In this first post, I will tell you a little about how it started. Well, for more than 10 years ago, just at the beginning of my membership in “Swedish Electronics Forum”, I read about some members who built computer-controlled milling machines. It was, for example, a machine that went by the name Little sister.
A little interest in building my own machine began to grow in the back of my mind. However, there was so much else that occupied my time so nothing happened until now, many years later. I had in fact collected some mechanical scrap that could be used for a “scrap construction” of the simplest kind without me having to buy a lot of material.
I started looking at what was on Yoytube and found a design that I thought was a good project to build. It was called Handibot, it was a small machine that could mill on unlimited large subjects. You just moved it over the surface to be milled, yes you could even hang it on the barn door and mill in a picture of your favorite cow.
When I started drawing the machine in my CAD program, I realized that it would be good to have a cutter that could mill out the parts to it to get a perfect fit on mounting holes etc. I then started building a temporary milling table of plywood and scrap details. As a milling motor, I used an old handheld wood router that I bought at Biltema many years ago and discarded due to a new purchase. Since I would only use it to make components consisting of 12 mm Corian, the milling height was made to only 20 mm for the sake of simplicity. It would only handle the 12 mm. Corian plates. Here is a link to a video that shows how I thought. Unfortunately I speak Swedish but the video shows how it is intended to be.
From the beginning, I only intended to maneuver the movements over the Corina plate both in length, width and height by hand and use digital calipers to keep track of where I would drill / mill. During the construction, however, I realized that I could easily use some old stepper motors that I had removed from old system printers that I had scrapped earlier. I had bought drive electronics for these from Ebay as spare parts for another project, but we can take that another time.

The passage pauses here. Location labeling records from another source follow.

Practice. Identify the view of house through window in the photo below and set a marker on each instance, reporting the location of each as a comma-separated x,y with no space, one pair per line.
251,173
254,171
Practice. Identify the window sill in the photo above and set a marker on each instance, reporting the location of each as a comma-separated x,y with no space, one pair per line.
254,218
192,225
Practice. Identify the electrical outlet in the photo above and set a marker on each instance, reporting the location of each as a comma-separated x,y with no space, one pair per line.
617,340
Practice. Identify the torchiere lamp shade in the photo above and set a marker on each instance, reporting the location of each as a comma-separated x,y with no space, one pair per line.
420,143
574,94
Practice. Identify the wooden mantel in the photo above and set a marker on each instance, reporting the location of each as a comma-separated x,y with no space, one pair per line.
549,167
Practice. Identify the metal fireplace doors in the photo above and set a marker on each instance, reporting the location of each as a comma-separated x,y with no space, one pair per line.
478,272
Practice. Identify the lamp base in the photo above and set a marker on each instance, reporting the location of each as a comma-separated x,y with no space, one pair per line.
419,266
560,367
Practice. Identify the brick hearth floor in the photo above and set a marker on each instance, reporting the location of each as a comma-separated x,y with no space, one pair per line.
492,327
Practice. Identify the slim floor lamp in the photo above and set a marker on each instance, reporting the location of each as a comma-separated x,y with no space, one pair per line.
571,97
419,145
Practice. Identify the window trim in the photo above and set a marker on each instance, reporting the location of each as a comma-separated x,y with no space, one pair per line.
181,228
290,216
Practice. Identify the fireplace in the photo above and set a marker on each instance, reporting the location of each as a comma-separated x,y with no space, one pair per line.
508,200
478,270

Here is a link that shows the first test with motors for deep movement (Y-axis). So now it was basically a CNC milling machine in progress, a real “scrap building” but still. It would be able to help me get parts for a better cutter, that was at least my plan. Eventually, it was time for a test run of the provisionally folded CNC milling cutter. Here is a link to the video where I mill out the first test piece Do not miss the continuation of what is happening in the Carvers Corner.
Finally, please be tolerant of my English. I belong to the old generatione (75 years old), who did not study much English in school. Have a nice day.